I have to go back today, as I am writing this in the morning because we did not get home until almost midnight. We left the UC close to nine and waited at the pharmacy until well after ten.
As always, I was starved, so we went to a nice restaurant before going back. Even though I try to eat ever chance I get, I am always hungry. I was a little surprised after being weighed at the EC that I have lost another six pounds and down to 171 lbs. I’ll probably feel hungry for the next few weeks until my metabolism slows down.
Yes, I am sad to have to end this leg of my trek. I figured it was only another 149 miles to Astoria, Oregon, on the Columbia River and Washington State. Then only another 213 miles to Port Angeles. From there it was a short ferry ride (wow, no walking) to Canada. That total is less than my first leg of 356 miles, and I might have completed the trekked it in less than four weeks.
But, I am very thankful and fortunate that I wasn’t in a more remote location, or didn’t have a good friend close by, or I may have gone a little further and ended up with very unpleasant consequences.

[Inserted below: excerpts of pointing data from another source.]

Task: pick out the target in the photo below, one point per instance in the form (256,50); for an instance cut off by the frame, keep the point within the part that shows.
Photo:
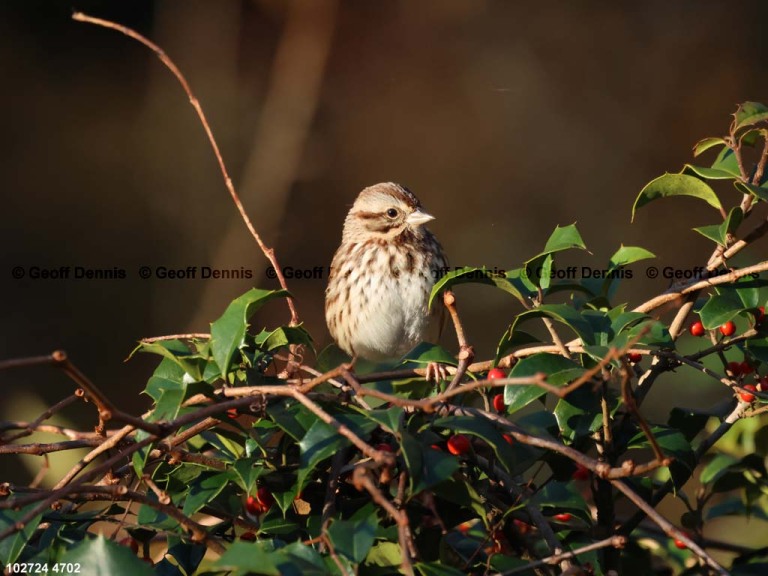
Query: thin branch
(466,352)
(668,528)
(268,252)
(613,541)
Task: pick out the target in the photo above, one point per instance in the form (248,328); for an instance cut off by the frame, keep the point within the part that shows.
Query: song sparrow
(382,274)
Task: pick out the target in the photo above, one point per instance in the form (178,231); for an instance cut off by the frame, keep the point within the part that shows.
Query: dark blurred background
(506,119)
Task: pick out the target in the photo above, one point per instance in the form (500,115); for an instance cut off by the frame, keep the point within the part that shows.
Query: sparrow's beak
(418,218)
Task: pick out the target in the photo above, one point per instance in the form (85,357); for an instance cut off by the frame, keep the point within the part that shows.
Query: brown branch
(268,252)
(697,285)
(466,352)
(700,451)
(31,427)
(198,532)
(193,336)
(668,528)
(361,479)
(26,362)
(629,402)
(613,541)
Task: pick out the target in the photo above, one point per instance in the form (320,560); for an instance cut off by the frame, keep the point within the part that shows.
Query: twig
(613,541)
(700,451)
(668,528)
(466,352)
(268,252)
(193,336)
(362,480)
(33,426)
(629,402)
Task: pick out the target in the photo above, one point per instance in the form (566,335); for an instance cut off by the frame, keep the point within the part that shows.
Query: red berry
(458,445)
(522,527)
(697,328)
(734,368)
(581,473)
(728,329)
(746,396)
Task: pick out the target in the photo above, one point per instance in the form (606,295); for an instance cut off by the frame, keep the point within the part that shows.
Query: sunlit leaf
(675,185)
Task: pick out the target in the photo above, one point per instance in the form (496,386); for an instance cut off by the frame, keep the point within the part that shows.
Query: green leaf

Scary, but while driving home last night I thanked Nick for all his help and really realized he might have even saved my life. He smartly looked at me and said that actually he saved it twice. The other was directing me over the more remote road to Waldport instead of the other busy highway to Florence. I never should have said that to him because now I’ll probably hear that from him the rest of my life? Ha ha!
I booked my train ticket home for Thursday with both a little sadness and joy. I am obviously a little sad to stop, but I am thankful for what I have already done. And of course, I am happy to be going home. I will sleep in my sleeping bag on the train and am not sure I won’t sleep in it the first few days when I am home. You get comfortable you know!
Please keep sending me your positive thoughts and prayers.